A scarlet robin sat on an exposed twig, bathed in a mellow, yellow autumnal light. After a day of torrential rain, the clouds had lifted and so had my spirits.
A robin on a low perch, its head moving from side to side, his eyes trained on insects flitting in the kangaroo grass beneath him.
Not normally an uncommon sight in the great Tasmanian outdoors. All the same I had been complaining over coffee to a birding friend the previous day that there seemed to be a shortage of robins this year, viewed on my daily ramblings.
He agreed and alarm bells started to ring. Across Australia the scarlet robin, along with many other woodland species, is reported to be in serious decline because of land-clearing and the effects of both drought and bushfires.
My friend and I were seated at the Signal Station Restaurant at Mt Nelson, a location where we had seen robins before. Not a dickie bird this year and other species which had kept us entertained in the past had failed to show.
Although anecdotal observations about falling bird numbers can carry dangers without serious scientific research, I wondered why robins had also appeared to vanish from other Hobart birdwatching spots.
So robins were in my thoughts the next day when I set off for one of my favourite sites, the Queens Domain, determined to squeeze in a little birding between bouts of heavy rain.
My perseverance to beat the weather was soon rewarded. The sun broke through the clouds to the west and shed low sunlight over the main walking track, Max’s Infinity Loop.
And then another reward. Forest ravens uttering frantic calls, more a screech than a caw, alerted me to a white goshawk hunting overhead.

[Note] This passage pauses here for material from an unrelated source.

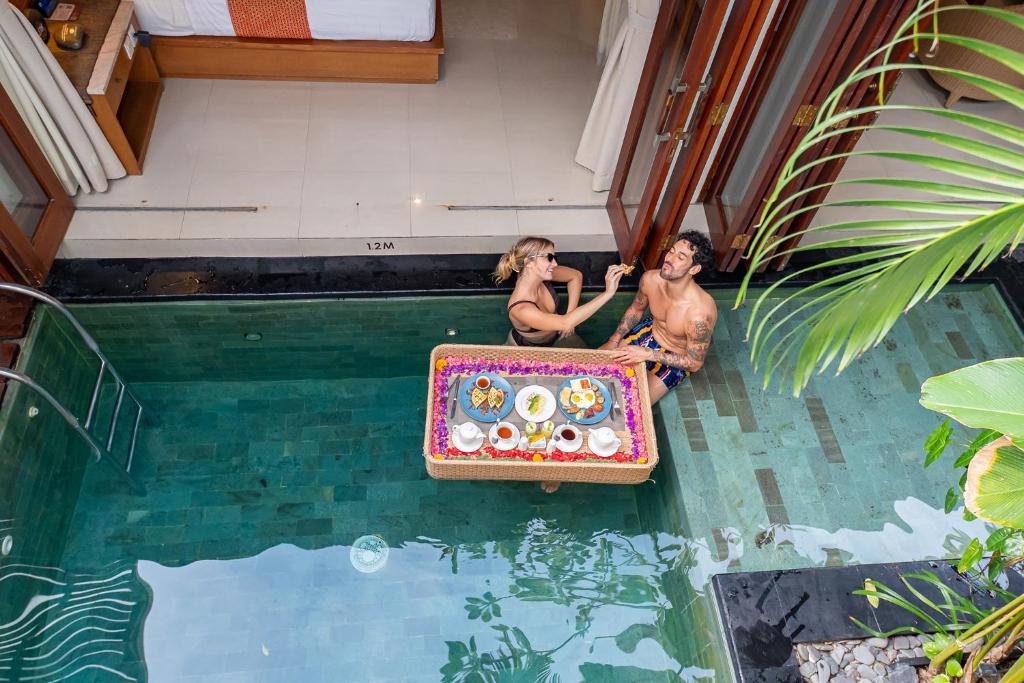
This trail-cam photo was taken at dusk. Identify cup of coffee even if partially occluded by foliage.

Joining the ravens in broadcasting a warning was a grey currawong which had been bathing in a pool of water trapped between rocks during the day’s downpours.
Making the most of the sun, I made a second loop of the track and was soon halted by a flurry of birds celebrating the sun’s warmth, with hail from the morning’s storm still glistening on the sealed track.

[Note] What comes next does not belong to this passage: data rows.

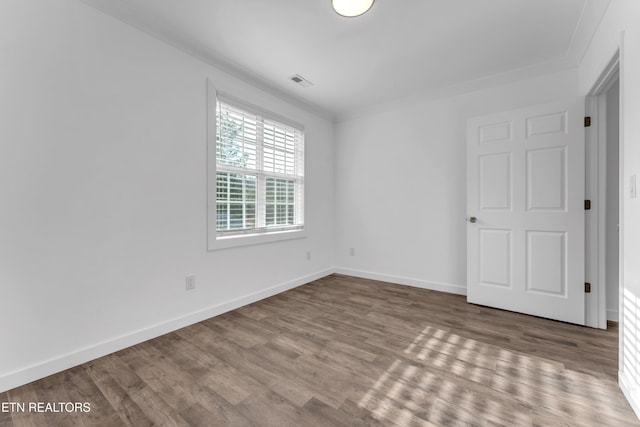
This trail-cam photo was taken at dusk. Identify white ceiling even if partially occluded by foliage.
[77,0,610,116]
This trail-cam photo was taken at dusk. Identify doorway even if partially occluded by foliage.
[585,55,622,329]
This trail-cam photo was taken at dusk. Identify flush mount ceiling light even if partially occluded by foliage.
[331,0,374,18]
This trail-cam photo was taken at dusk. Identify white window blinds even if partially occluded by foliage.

Birds of different species often flock together, a mutual sharing of food resources with safety in numbers. At the core of this feeding frenzy was my target robin, his bright red breast appearing to attract other birds, like moths to a flame.

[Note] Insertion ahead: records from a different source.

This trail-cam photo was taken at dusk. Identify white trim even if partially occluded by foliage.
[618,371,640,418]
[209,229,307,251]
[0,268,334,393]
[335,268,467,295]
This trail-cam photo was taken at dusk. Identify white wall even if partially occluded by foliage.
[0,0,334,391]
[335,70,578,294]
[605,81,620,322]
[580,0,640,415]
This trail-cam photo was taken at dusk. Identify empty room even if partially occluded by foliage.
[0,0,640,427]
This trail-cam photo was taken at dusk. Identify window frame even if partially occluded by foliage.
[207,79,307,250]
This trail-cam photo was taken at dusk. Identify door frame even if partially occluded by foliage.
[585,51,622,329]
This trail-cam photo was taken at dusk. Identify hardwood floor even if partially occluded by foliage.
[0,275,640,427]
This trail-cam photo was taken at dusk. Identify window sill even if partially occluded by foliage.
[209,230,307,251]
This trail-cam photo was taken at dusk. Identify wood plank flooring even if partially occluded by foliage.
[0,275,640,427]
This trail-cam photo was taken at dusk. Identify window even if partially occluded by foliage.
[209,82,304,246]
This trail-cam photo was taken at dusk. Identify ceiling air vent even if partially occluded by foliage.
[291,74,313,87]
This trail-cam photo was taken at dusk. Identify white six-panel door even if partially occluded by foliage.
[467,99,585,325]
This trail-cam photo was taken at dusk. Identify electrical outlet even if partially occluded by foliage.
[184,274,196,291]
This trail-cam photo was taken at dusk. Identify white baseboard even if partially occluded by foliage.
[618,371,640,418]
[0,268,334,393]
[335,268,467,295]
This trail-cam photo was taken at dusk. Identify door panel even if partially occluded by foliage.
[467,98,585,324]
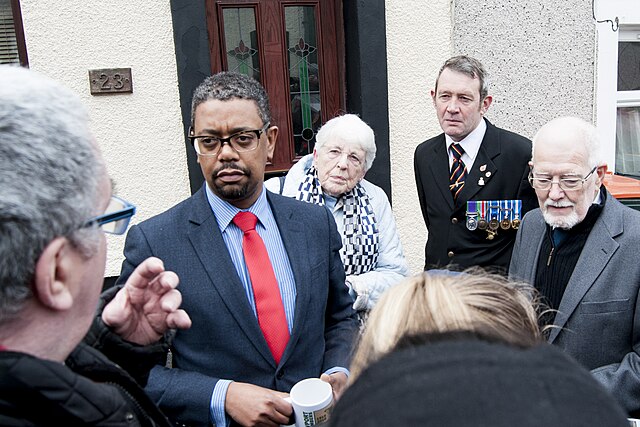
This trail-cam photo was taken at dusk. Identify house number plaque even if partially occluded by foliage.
[89,68,133,95]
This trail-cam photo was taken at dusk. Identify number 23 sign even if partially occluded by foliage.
[89,68,133,95]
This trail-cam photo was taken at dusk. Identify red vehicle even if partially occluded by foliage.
[604,173,640,211]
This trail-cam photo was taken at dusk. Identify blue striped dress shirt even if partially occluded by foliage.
[205,185,296,426]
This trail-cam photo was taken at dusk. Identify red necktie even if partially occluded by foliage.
[449,144,467,200]
[233,212,289,363]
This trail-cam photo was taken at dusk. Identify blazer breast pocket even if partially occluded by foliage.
[580,298,630,314]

A grey fantail flitted around the robin, sharing the bounty of insects, and on the same sheoak a brown thornbill plucked tiny grubs from the grooves in the bark. All the while, a yellow-throated honeyeater sang from the treetops.
The day had started out under a cloud, literally, amid a fierce storm and a worry that birds were growing ever harder to find. Now I found myself in a more optimistic mood, looking to sunnier times.